En 2005, j’ai entendu parler du projet « Google livres », né en 2004 – 2005. Son principe était de permettre la recherche dans un corpus multilingue très important, cela m’a paru extrêmement intéressant. J’ai posé ma candidature tout simplement chez Google et j’ai été retenu pour m’occuper du marché français de « Google livres », moteur de recherche dans le livre. J’ai travaillé aussi en lien avec les marchés espagnols, russes et néerlandais. Depuis cette année, « Google livres » s’est enrichi d’un versant de ventes de livres numériques pour tablettes et téléphones, qui s’appelle « Google Play Books ».

Quel est l’enjeu principal de la numérisation du livre selon vous ? Le droit d’auteur ou les mutations apportées à l’objet livre ?

Un des enjeux que notre projet a soulevé est l’idée qu’au fond les personnes qui effectuent des recherches sur internet ont envie d’avoir une approche exhaustive de l’information. Autrement dit, quand ils font une recherche, ils se disent : « j’aimerais vraiment que le moteur de recherche m’aide à trouver tout ce qui traite du sujet qui m’intéresse ». Et, au fond, pas simplement de l’information qui est déjà en ligne, celle des blogs, celle des sites web, celle de Wikipédia. Mais un utilisateur veut aussi qu’on puisse lui dire que ce livre parle de tel sujet. C’est extrêmement important parce que la connaissance accumulée est dans les livres, elle est pas simplement dans les archives de journaux, dans les thèses, déjà en ligne. On peut même penser qu’il y a une minorité de l’information qui est en ligne, et une majorité de l’information qui est analogique. Un moteur de recherche qui veut faire correctement son métier doit aussi être inclusif, c’est-à-dire qu’il pense à référencer les objets analogiques que sont les livres, les thèses universitaires et les archives de journaux. D’où ce projet « Google Livres » qui était de permettre aux livres du domaine public – libres de droits – du 19ème, du 18ème, du 17ème siècle et avant, d’être numérisés, en partenariat avec la bibliothèque Google. De cette manière, ces livres feront aussi partie du corpus interrogé.

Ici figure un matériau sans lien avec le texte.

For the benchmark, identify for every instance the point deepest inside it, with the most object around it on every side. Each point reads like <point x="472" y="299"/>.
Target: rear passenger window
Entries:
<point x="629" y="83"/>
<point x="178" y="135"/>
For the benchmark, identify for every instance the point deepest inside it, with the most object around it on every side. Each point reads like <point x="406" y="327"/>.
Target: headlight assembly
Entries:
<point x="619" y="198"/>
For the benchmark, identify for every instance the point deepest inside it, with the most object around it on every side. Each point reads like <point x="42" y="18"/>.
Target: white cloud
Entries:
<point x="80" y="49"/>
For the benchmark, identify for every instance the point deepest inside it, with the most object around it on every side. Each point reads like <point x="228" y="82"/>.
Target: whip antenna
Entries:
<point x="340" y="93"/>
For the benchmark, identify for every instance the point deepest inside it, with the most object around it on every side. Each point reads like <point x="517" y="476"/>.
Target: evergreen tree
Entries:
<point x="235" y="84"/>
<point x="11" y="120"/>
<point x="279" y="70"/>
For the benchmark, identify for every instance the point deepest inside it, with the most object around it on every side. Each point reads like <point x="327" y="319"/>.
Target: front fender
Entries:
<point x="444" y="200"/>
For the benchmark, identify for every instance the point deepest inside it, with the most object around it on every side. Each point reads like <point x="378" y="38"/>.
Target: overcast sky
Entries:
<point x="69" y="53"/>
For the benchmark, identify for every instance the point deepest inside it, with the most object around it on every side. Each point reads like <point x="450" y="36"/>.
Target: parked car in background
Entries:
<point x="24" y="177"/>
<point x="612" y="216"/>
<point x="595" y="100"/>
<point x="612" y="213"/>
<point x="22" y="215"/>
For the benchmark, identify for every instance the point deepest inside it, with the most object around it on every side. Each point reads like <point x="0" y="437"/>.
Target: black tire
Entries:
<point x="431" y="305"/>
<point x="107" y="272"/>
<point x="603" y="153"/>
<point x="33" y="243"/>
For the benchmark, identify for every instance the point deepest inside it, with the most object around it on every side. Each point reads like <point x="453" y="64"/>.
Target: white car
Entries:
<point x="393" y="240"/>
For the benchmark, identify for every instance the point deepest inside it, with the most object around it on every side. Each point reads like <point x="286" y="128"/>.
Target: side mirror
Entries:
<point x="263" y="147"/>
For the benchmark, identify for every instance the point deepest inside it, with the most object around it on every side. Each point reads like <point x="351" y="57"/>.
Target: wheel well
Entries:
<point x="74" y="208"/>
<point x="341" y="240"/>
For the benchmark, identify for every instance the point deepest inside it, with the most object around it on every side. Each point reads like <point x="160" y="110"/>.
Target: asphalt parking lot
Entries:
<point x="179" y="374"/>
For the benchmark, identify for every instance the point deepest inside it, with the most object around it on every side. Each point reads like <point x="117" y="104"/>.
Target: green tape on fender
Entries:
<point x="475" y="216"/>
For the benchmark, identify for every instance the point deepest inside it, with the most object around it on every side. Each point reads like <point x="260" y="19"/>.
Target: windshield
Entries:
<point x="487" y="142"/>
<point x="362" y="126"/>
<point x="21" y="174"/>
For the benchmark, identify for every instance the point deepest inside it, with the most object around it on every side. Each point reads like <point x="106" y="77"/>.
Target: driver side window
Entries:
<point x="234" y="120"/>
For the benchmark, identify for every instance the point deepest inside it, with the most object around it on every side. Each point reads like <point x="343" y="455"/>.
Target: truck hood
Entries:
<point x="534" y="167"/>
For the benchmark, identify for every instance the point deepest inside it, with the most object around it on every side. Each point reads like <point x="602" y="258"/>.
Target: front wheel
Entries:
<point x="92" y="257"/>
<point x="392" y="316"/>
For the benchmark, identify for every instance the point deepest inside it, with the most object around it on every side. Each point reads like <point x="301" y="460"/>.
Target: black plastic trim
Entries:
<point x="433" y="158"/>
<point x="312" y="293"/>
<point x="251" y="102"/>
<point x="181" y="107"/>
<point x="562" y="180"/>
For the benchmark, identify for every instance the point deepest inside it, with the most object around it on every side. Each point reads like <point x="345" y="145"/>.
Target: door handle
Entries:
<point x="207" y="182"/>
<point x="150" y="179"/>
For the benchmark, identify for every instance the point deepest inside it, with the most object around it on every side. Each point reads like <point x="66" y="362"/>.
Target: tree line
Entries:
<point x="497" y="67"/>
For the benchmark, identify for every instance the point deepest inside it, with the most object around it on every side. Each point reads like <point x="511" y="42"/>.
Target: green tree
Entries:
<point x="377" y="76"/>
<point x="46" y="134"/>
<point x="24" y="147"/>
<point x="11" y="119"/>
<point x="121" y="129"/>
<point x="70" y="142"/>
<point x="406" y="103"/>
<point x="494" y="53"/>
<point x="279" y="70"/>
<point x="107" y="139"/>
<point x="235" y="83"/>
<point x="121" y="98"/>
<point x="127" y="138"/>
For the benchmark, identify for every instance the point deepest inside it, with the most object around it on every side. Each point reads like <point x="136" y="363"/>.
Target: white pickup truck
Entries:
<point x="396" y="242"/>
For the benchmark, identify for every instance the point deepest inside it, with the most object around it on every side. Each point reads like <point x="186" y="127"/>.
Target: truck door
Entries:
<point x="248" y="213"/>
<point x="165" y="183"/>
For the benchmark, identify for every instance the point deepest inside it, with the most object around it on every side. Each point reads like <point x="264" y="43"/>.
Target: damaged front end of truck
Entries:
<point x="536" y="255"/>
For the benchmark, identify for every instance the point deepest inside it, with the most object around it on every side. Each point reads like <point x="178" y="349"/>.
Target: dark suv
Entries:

Le deuxième objectif était de permettre aux éditeurs de nous confier des livres pour que nous puissions les référencer. Ainsi, si un livre du 20ème siècle parle de tel sujet, lorsque le moteur l’interroge, il pourra être intégré dans le champ indexé par Google. Nous avons travaillé avec 20 000 éditeurs du monde entier dans le but de référencer cette information. Ensuite, l’idée était de rediriger l’internaute vers le site de l’éditeur ou vers un libraire pour qu’il puisse acheter le livre.

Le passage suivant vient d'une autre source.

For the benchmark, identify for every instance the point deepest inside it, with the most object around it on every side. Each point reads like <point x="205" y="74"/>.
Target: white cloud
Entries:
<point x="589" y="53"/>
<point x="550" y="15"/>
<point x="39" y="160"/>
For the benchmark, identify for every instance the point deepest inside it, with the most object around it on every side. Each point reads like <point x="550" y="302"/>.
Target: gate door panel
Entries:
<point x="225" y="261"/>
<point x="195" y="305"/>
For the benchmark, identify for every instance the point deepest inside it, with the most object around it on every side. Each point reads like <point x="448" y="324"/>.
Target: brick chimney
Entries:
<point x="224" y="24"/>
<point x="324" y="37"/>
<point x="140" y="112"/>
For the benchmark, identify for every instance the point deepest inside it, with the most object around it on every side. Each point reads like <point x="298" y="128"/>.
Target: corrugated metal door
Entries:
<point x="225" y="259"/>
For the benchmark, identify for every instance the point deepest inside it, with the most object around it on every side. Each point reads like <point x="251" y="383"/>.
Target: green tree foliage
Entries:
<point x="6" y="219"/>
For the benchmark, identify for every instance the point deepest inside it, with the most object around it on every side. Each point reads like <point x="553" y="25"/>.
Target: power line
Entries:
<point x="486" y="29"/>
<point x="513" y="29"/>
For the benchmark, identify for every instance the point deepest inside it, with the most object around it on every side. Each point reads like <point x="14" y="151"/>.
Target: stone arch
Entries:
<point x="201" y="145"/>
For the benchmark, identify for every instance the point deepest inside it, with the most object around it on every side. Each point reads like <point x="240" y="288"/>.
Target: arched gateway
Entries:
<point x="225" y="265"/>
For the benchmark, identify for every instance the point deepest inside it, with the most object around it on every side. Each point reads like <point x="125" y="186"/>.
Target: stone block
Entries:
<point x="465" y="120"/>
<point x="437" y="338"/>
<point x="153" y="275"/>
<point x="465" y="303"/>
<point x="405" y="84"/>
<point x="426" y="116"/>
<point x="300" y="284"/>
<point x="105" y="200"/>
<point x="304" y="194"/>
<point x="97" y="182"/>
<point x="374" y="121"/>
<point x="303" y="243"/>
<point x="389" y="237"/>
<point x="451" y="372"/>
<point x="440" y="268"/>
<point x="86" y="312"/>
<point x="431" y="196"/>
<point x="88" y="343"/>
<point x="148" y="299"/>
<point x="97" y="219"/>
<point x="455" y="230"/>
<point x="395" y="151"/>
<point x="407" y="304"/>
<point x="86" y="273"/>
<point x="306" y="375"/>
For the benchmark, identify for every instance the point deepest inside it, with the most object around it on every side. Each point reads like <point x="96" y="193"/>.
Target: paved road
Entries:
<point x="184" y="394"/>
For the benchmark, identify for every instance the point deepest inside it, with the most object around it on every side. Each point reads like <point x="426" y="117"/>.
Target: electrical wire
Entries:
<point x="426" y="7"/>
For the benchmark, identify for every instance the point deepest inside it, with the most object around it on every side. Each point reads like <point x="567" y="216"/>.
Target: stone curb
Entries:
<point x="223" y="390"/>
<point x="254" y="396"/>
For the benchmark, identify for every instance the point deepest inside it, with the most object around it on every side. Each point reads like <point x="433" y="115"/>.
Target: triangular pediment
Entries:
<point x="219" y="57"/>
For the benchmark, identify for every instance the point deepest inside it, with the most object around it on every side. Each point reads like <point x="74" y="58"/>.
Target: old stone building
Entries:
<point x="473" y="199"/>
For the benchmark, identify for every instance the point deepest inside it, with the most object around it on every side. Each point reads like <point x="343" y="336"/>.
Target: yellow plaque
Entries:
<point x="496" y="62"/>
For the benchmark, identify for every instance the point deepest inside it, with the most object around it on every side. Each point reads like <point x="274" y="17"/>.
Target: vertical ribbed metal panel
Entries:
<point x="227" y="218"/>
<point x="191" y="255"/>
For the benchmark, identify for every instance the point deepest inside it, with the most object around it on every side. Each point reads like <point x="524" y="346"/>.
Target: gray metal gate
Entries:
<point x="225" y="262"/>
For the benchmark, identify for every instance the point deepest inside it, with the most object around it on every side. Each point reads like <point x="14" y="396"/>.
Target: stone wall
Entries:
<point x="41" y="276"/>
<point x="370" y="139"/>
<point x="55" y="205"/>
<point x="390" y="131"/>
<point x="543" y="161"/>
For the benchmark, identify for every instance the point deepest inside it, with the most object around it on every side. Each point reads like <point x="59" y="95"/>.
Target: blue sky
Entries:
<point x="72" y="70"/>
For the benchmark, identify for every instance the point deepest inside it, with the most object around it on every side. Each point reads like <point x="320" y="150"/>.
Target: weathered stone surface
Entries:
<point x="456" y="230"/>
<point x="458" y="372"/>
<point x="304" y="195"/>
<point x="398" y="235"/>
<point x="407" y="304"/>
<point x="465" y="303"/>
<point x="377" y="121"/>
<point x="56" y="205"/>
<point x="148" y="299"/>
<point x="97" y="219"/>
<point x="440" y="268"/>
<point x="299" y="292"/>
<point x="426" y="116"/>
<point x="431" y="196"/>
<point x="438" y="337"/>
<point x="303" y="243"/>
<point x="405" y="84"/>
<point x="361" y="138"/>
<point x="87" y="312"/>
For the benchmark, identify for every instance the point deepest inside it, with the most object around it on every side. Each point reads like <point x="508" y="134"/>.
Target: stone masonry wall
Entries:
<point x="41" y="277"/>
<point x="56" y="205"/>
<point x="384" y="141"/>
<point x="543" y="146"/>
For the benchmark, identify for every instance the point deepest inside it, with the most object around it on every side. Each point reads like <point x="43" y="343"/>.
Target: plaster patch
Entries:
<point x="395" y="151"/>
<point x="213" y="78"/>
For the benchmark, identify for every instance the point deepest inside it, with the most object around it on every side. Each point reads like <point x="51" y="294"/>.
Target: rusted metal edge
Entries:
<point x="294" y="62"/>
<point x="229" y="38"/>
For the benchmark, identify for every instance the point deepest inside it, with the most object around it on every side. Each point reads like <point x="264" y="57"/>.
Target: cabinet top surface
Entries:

Depuis 2010, nous avons lancé un service de vente de livres numériques. C’est là que se situe la vraie mutation : on ne reste pas au stade de la recherche bibliographique, même si elle est faite sur Internet, le but est d’aller aussi vers une dématérialisation de la lecture. Cette dernière mutation s’est affirmée depuis le début du millénaire, avec une accélération à partir de 2007-2008, et un décollage en France en 2011-2012.

Vos livres sont vendus uniquement avec DRM (on ne peut pas les prêter, un livre = un utilisateur). Pourquoi ce modèle économique prévaut-il ?

Le fait de mettre des DRM n’est pas, en tant que tel, un modèle économique. C’est l’éditeur qui choisit ou pas de mettre des DRM : il y en a qui choisissent de ne pas en mettre, et d’autres qui choisissent d’en mettre. Nous vendons les deux types de livres. Notre service a des conditions d’usages (« terms of service ») dans lesquelles nous parlons d’un usage personnel du livre. Nous n’avons pas reçu des éditeurs le droit du prêt, et nous le signalons à l’internaute. De cette façon, lorsque l’internaute commence à lire, c’est en connaissance de causes par rapport à cet usage personnel.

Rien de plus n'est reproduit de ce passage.